高污染区域海洋排放对大气化学影响的数值模拟研究

海洋占据了地球表面超过三分之二的面积，是大气中物质的重要来源，可以向大气排放众多气体和颗粒物，可能对大气化学有重要的影响，进而影响全球气候和陆地大气环境。在全球变化以及空气污染快速转变的背景下，理解海洋排放物质的影响对沿海高污染地区空气质量精细管控和区域气候研究等有重要意义。然而，前人在海气物质交换领域的研究主要针对其短期和长期气候平均效应。本研究在此基础上进一步研究海洋排放对区域大气化学产生影响的具体过程，旨在揭示海洋排放对大气环境影响水平、时空演变特征和机理，识别其中的关键物种和要素。

本研究通过对数值模型海洋排放源模块和化学模块的改进，结合过程分析和综合反应速率分析系统性地对不同海洋排放物种、化学反应途径、物理过程的响应进行定量分析，并通过敏感性实验，评估了海洋排放源速率的不确定性影响。基于这些模拟和分析，本研究对海洋排放的大气环境影响进行综合评估：首先研究了海洋排放卤素物质对东亚区域夏季氢氧自由基(OH)浓度影响的机制和特征。其次，在此基础上探索了东亚沿海高污染区域臭氧(O₃)浓度在污染和非污染条件下所受的不同影响及相应途径。最后进行了东亚颗粒物(PM)在不同粒径上对海洋排放的不同响应的研究。

研究结果显示，海洋排放卤素对东亚区域陆地和海洋OH自由基均有重要影响。海洋上OH浓度变化有复杂的正负分布，由海盐气溶胶(SSA)的消光作用和无机碘排放引起的O₃沉降作用等物理过程的负贡献，以及SSA氯化学和无机碘化学的整体正贡献共同确定其具体分布。其中无机碘化学主导了西北太平洋区域的分布特征，在菲律宾海区域出现特殊的负响应极值。这是由于碘化学本身既可以通过消耗O₃来减少OH，又可以加快过氧自由基到OH的转化而增加OH，两者的强弱主要受O₃消耗积累的影响；而在菲律宾海，O₃消耗的积累最明显，因此OH浓度下降最大。

海洋大气碘化学影响OH的过程伴随着大量的O₃消耗，这主导了月平均尺度上O₃浓度的降低；O₃浓度降低幅度有明显的海陆梯度以及污染天和清洁天的区别。与此相反，SSA氯化学虽然对O₃平均值影响有限，但是在高污染区域(以粤港澳大湾区为例)可能对O₃污染产生加重作用。这主要是由于大湾区人为源污染(即高浓度的二氧化氮和O₃及其在夜间反应生成五氧化二氮)使海洋源SSA氯快速活化，生成的硝酰氯气体在光解作用下增加大气氧化性，导致大湾区O₃在污染天的早上增加，幅度可达12 ppbv。虽然污染天碘化学对O₃的消耗贡献也加强，但是由此引起的O₃减少受静稳等气象条件的影响主要集中在海上，无法抵消陆地上氯化学引起的O₃增加。

不同于O₃，陆地PM受到的海洋影响与氧化性关系较小，而是主要通过酸取代反应和粒径再分配来显著减少细颗粒硝酸盐浓度，增加粗颗粒浓度。此外，海洋排放异戊二烯和二甲基硫对PM有一定影响，前者可以降低华北平原南部的硝酸盐浓度，后者则增加大部分区域的硫酸盐浓度。

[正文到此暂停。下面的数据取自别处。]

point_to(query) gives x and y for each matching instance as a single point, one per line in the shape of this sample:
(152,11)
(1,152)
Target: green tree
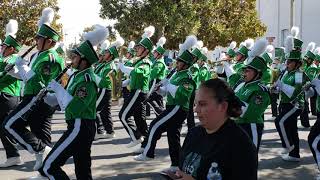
(216,22)
(27,13)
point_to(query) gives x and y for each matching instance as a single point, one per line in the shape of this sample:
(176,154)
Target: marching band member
(9,91)
(253,93)
(291,99)
(158,73)
(44,66)
(139,86)
(178,90)
(79,103)
(104,100)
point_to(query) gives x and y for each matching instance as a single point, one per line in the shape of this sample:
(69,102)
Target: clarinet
(9,67)
(36,101)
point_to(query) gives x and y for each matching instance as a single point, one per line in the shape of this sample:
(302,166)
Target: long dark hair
(223,92)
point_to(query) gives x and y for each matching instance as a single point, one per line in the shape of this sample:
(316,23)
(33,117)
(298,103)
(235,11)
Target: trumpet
(36,101)
(9,67)
(156,86)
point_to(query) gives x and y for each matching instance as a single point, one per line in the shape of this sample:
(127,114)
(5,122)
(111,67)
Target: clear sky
(78,14)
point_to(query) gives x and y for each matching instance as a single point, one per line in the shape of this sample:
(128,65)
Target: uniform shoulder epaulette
(146,60)
(298,77)
(263,87)
(87,77)
(189,75)
(52,58)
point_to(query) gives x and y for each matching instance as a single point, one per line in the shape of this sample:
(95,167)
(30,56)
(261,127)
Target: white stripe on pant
(254,132)
(283,130)
(125,112)
(14,118)
(103,92)
(157,125)
(61,147)
(315,148)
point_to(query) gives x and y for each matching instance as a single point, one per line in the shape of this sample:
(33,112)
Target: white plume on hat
(295,31)
(46,17)
(188,43)
(105,44)
(62,46)
(97,36)
(148,32)
(269,50)
(161,41)
(249,43)
(289,45)
(119,42)
(198,45)
(131,44)
(232,45)
(12,28)
(210,55)
(311,46)
(317,51)
(258,48)
(222,56)
(204,51)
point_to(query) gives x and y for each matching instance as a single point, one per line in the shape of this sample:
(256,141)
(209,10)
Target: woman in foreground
(218,148)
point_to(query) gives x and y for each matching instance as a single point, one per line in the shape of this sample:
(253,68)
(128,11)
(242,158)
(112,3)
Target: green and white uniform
(256,98)
(9,84)
(104,121)
(158,73)
(204,73)
(139,75)
(44,67)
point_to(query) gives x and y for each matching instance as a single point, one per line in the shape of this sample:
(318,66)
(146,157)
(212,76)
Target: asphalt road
(112,160)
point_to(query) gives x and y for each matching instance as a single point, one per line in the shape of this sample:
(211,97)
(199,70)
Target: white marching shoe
(286,157)
(13,161)
(104,135)
(134,143)
(142,157)
(138,151)
(40,156)
(171,169)
(38,177)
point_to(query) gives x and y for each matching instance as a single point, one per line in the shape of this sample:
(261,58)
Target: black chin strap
(78,66)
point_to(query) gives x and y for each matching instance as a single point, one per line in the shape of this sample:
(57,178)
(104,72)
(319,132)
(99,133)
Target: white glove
(62,95)
(125,69)
(14,72)
(51,99)
(219,69)
(244,108)
(228,69)
(162,91)
(70,71)
(20,61)
(278,85)
(125,83)
(172,89)
(164,82)
(120,65)
(287,89)
(316,83)
(309,93)
(25,72)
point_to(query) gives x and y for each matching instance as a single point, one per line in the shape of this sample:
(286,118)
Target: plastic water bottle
(213,173)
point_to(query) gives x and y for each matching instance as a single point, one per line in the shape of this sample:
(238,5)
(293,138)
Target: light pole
(291,12)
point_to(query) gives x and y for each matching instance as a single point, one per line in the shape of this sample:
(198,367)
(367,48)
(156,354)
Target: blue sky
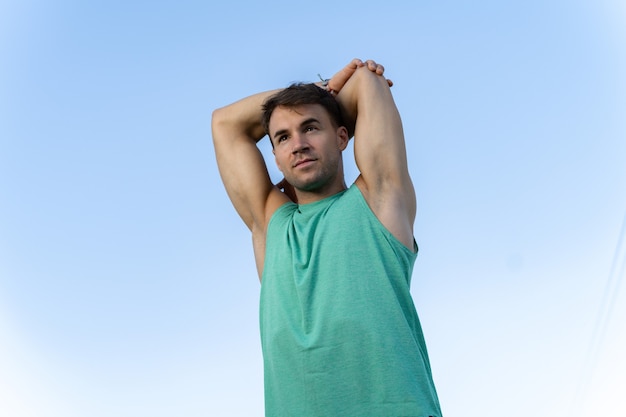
(127,283)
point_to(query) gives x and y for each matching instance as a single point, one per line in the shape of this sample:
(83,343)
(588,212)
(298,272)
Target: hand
(339,79)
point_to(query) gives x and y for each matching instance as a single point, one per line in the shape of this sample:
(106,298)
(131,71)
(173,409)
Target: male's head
(306,129)
(296,95)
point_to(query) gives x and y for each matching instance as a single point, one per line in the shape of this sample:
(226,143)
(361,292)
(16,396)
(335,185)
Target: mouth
(303,162)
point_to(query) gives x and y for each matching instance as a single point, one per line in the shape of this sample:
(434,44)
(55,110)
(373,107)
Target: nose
(299,143)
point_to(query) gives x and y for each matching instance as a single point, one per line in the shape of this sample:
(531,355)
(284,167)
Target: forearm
(241,119)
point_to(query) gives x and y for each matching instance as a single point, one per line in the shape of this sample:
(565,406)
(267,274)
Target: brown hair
(299,94)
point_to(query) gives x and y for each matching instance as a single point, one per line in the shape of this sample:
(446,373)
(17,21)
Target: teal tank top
(339,330)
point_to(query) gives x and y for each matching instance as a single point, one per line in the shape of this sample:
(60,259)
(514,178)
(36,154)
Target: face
(307,147)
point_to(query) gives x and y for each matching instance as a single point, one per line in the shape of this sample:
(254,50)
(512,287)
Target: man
(339,330)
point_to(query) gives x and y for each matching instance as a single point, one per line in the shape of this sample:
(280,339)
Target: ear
(342,137)
(276,160)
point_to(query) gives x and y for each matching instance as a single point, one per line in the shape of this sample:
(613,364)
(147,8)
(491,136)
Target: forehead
(284,117)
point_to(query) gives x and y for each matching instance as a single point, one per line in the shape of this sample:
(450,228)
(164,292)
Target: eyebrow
(304,123)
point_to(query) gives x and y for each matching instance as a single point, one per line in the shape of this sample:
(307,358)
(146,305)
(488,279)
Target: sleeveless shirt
(339,331)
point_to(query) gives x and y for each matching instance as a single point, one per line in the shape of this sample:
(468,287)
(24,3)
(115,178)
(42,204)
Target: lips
(302,162)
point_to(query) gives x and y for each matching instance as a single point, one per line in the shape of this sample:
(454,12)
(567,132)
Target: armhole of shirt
(390,236)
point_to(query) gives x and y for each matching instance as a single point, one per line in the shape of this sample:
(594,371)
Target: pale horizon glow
(127,282)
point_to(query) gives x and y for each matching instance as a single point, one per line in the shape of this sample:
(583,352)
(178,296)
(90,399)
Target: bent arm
(379,151)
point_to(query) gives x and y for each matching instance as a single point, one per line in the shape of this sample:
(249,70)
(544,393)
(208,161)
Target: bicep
(380,154)
(245,176)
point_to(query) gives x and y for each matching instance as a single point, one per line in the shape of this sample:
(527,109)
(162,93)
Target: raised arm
(236,130)
(379,150)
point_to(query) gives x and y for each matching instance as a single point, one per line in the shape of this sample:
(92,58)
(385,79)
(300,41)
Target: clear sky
(127,283)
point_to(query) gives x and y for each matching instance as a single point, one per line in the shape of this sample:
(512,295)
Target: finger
(338,80)
(374,67)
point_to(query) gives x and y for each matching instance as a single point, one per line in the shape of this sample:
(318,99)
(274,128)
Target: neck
(306,197)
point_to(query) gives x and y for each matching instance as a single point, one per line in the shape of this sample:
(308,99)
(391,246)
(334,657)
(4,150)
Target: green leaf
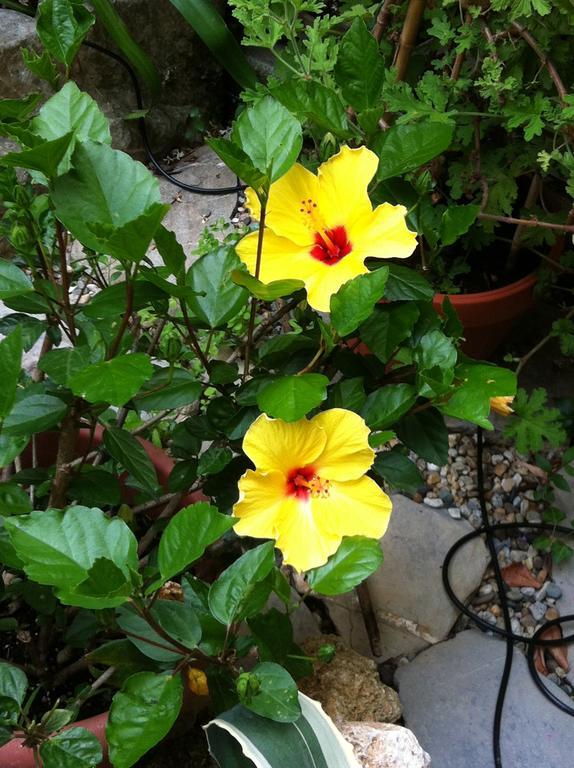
(168,388)
(212,461)
(316,103)
(476,384)
(387,327)
(534,422)
(144,638)
(71,111)
(270,135)
(426,434)
(142,713)
(59,548)
(405,147)
(13,687)
(211,275)
(187,536)
(61,26)
(10,364)
(356,559)
(354,301)
(74,748)
(13,282)
(34,414)
(62,364)
(131,455)
(46,157)
(109,202)
(398,471)
(137,57)
(112,381)
(405,284)
(360,68)
(291,397)
(266,291)
(214,32)
(386,405)
(312,741)
(456,221)
(238,161)
(240,592)
(277,696)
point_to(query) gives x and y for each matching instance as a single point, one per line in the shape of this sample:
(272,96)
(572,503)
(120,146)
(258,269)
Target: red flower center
(331,245)
(304,482)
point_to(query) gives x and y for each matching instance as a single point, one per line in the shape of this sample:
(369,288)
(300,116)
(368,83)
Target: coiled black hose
(488,530)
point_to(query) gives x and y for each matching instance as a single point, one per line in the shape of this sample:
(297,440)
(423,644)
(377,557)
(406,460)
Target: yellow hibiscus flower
(320,229)
(309,487)
(502,405)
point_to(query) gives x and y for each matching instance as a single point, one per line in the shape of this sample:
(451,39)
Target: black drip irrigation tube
(487,529)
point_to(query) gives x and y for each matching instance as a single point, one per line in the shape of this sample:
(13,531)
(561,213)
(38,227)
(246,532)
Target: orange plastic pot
(488,317)
(13,754)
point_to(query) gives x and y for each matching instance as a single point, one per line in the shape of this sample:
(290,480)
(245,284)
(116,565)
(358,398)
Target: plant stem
(253,298)
(113,350)
(534,222)
(408,36)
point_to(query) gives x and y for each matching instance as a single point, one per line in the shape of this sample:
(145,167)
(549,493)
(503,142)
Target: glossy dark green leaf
(354,301)
(142,713)
(266,291)
(34,414)
(237,594)
(426,434)
(222,299)
(385,405)
(10,365)
(270,135)
(356,559)
(61,26)
(187,535)
(292,397)
(398,471)
(168,388)
(407,146)
(360,68)
(131,455)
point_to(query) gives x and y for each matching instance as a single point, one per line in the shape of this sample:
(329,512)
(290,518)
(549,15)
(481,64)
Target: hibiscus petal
(355,508)
(304,539)
(262,504)
(343,182)
(347,454)
(272,444)
(383,234)
(281,258)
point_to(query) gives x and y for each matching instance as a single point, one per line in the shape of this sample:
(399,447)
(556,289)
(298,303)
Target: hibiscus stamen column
(253,313)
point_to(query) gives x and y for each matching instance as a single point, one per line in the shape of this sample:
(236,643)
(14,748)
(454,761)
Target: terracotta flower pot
(487,317)
(13,754)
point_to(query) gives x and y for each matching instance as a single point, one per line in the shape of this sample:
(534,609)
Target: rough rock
(349,687)
(449,694)
(382,745)
(189,76)
(408,597)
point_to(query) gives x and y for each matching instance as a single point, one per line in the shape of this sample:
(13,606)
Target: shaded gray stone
(189,75)
(408,597)
(448,695)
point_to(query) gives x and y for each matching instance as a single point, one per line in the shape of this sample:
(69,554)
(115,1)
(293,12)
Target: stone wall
(190,77)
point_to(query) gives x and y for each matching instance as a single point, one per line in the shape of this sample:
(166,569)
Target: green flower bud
(326,653)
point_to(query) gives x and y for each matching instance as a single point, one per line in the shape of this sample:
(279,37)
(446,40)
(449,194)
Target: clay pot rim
(496,294)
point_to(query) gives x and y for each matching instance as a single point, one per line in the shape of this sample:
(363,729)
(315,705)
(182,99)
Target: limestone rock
(448,694)
(382,745)
(408,597)
(349,687)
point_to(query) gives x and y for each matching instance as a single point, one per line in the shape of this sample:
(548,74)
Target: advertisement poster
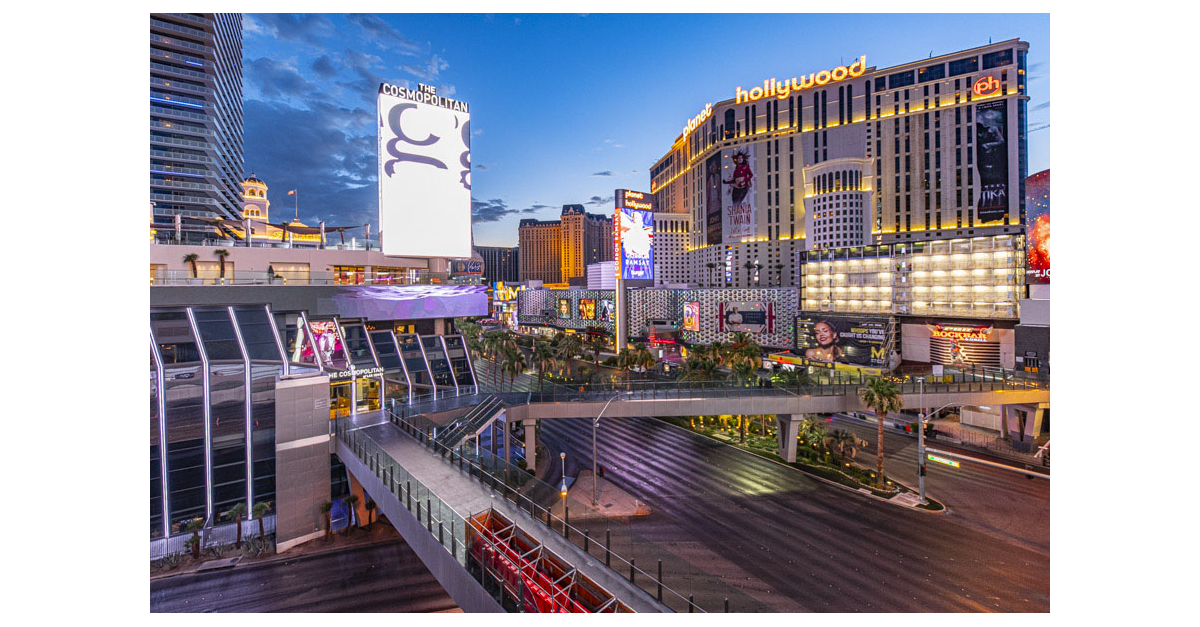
(748,317)
(858,340)
(991,160)
(327,342)
(424,172)
(738,195)
(588,308)
(605,310)
(691,316)
(713,199)
(636,244)
(1037,228)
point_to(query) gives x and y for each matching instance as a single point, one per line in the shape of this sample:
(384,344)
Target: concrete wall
(301,459)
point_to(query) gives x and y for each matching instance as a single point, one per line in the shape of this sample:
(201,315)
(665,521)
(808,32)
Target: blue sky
(564,108)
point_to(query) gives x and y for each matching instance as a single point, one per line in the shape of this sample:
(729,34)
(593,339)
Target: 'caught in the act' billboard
(859,340)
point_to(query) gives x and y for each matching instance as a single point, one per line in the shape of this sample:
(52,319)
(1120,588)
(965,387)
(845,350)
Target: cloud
(383,35)
(489,210)
(598,201)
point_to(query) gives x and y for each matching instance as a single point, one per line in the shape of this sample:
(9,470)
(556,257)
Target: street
(775,539)
(384,577)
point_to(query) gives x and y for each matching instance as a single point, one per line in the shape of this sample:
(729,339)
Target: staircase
(472,422)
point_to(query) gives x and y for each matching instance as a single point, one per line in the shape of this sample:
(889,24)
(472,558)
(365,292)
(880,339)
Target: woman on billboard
(826,334)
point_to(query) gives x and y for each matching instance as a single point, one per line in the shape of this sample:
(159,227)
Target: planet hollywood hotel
(894,192)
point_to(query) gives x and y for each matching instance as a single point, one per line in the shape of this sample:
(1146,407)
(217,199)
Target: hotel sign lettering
(783,89)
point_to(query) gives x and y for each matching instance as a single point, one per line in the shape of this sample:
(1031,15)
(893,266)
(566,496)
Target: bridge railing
(540,500)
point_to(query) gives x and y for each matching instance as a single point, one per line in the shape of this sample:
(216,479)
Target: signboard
(713,199)
(748,317)
(588,308)
(634,232)
(1037,228)
(991,160)
(605,310)
(424,172)
(691,316)
(859,340)
(738,195)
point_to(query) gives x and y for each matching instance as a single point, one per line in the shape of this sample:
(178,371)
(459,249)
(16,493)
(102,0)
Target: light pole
(921,442)
(595,424)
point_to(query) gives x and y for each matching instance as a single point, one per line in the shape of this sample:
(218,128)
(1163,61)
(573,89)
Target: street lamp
(595,424)
(921,442)
(563,457)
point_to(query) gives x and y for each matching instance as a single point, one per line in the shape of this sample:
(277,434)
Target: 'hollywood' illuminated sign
(783,89)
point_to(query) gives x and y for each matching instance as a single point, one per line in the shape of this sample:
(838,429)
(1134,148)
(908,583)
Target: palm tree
(195,526)
(191,258)
(543,359)
(261,509)
(351,501)
(221,255)
(237,512)
(325,508)
(881,396)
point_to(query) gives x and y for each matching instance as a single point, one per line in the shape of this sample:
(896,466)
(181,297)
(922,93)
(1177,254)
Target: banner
(713,199)
(991,160)
(738,195)
(691,316)
(1037,230)
(748,317)
(839,339)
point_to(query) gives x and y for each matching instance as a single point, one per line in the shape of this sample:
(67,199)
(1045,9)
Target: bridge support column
(531,427)
(787,429)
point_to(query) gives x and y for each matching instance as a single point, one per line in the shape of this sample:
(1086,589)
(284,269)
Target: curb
(852,490)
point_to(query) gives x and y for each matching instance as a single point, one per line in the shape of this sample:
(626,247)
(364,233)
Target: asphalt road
(774,539)
(385,577)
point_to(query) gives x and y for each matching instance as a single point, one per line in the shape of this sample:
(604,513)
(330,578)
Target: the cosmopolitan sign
(773,87)
(693,124)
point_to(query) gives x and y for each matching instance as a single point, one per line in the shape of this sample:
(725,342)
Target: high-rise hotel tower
(196,144)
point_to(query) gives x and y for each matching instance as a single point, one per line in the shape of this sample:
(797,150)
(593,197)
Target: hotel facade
(850,156)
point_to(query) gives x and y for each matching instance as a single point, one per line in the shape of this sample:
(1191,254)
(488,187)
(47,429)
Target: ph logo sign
(987,85)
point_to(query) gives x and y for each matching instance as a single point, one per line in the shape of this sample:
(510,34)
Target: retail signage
(346,375)
(713,199)
(1037,230)
(424,173)
(988,85)
(634,232)
(748,317)
(783,89)
(991,160)
(693,124)
(691,316)
(738,214)
(859,340)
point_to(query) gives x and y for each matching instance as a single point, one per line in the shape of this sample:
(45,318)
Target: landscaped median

研究结果揭示了海洋自然排放源能够显著影响东亚夏季大气氧化性以及加重高污染区域的臭氧污染水平，这些影响与海洋排放源的排放速率关系较小，而主要受海‒陆‒气物理化学耦合的相互作用的影响。

The ocean occupies more than two thirds of the earth's surface and is one of the most important sources of atmospheric components. It can emit many gases and particulate matters into the atmosphere, which may have an important impact on atmospheric chemistry, thereby affecting the global climate and terrestrial atmospheric environment. Under the circumstances of global changes and rapid changes in air pollution, understanding the impact of marine emissions is of great significance. Previous studies mainly focused on the average effects of marine emissions, relevant to climate impacts. This study steps further, focusing on the specific processes of the impact of marine emissions on regional atmospheric environment, in order to understand the spatiotemporal evolution of the impact, and to identify the dominant species and key processes.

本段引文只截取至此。